Par le trou de serrure de l’OHADA

22 avril 2013
André D. Beaudoin, secrétaire général d’UPA Développement international (UPA DI, corporation sans but lucratif fondée par l’Union des producteurs agricoles du Québec)


L’étude de l’état des lieux des organisations paysannes du Burkina Faso, du Ghana et du Cameroun réalisée par FARM (« La dynamique des organisations de producteurs en Afrique de l’Ouest et du Centre : attentes fortes, dures réalités », publiée en février 2013) est certainement un geste important, un geste à saluer. D’autant plus que peu d’intervenants de la coopération ont pris le temps de faire pareil travail, en dehors peut-être de certaines études commandées par des agences de développement.

Le fruit de cet exercice révèle tellement d’influences, tellement d’interférences dans l’édification des organisations agricoles.

Il y a d’abord celle de la colonisation. On ne peut pas faire abstraction de cet état de fait. Non pas pour excuser ou pour nuancer, mais simplement pour expliquer. Autrement comment expliquer le fait que les filières coton, cacao et café notamment soient mieux organisées. Comment comprendre que la commercialisation de leurs produits soit plus structurée, que les organisations de producteurs soient plus efficientes, sinon par le fait qu’elles ont fait l’objet d’une attention particulière, par intérêt des mères patries ? Ajoutons aussi que de ce fait, elles ont une plus longue ligne de vie que les autres.

Les autres justement, les filières vivrières. Elles n’ont pas eu droit aux mêmes égards.
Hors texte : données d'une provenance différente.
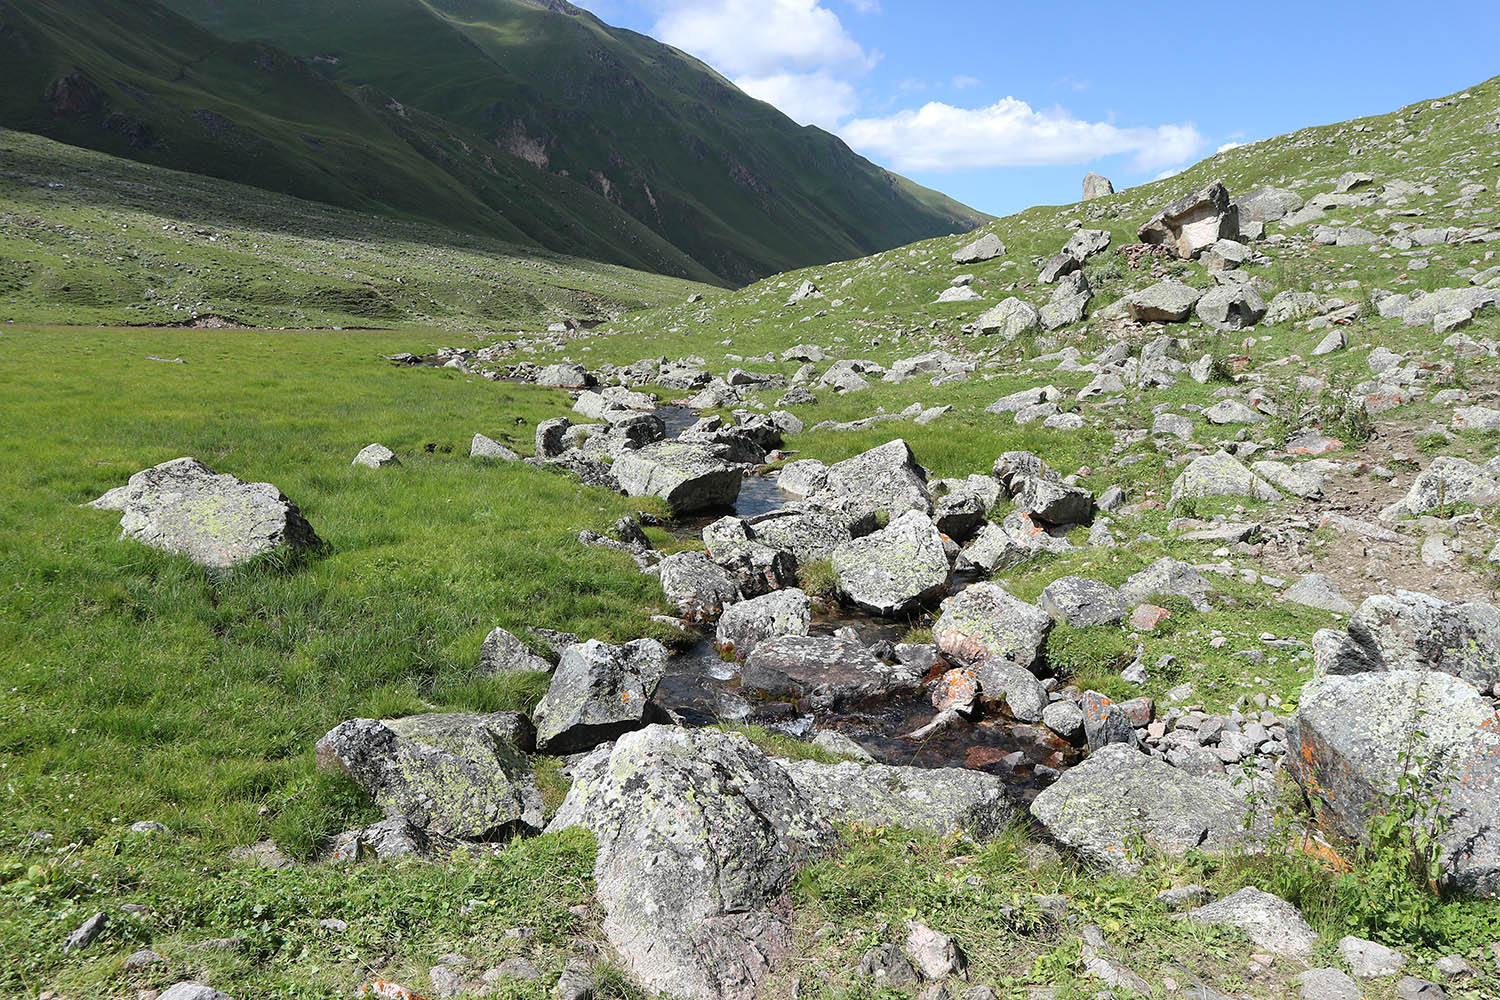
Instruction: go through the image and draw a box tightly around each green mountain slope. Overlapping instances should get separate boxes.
[0,0,723,282]
[155,0,990,282]
[0,127,716,329]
Elles ont même été boudées depuis tellement longtemps par les pouvoirs publics. Il est tout de même intéressant de relever qu’à la base, il s’agit des mêmes paysans évoluant dans un même milieu. Dans un cas, ils ont su s’organiser et dans l’autre, ils en auraient été incapables jusqu’à ce jour ?

C’est qu’une autre influence est venue interférer. L’influence de tant de coopérations. Chacune avec ses objectifs et sa manière d’intervenir, avec des aides plus ou moins liées. Comment s’en sortir lorsque, en l’espace de vingt-cinq ans, on passe d’une dynamique basée sur les groupements villageois pour évoluer tour à tour vers les pré-coopératives, les coopératives, à travers la redynamisation des chambres d’agriculture et l’approche filière s’appuyant sur l’interprofession ?

Pour une paysanne, un paysan, admettons qu’il y a de quoi vouloir rester dans son champ. Toutes ces influences ont pu cohabiter pendant le dernier quart de siècle grâce à la complicité d’une autre influence, celle de la mondialisation et avec elle, la montée du néolibéralisme.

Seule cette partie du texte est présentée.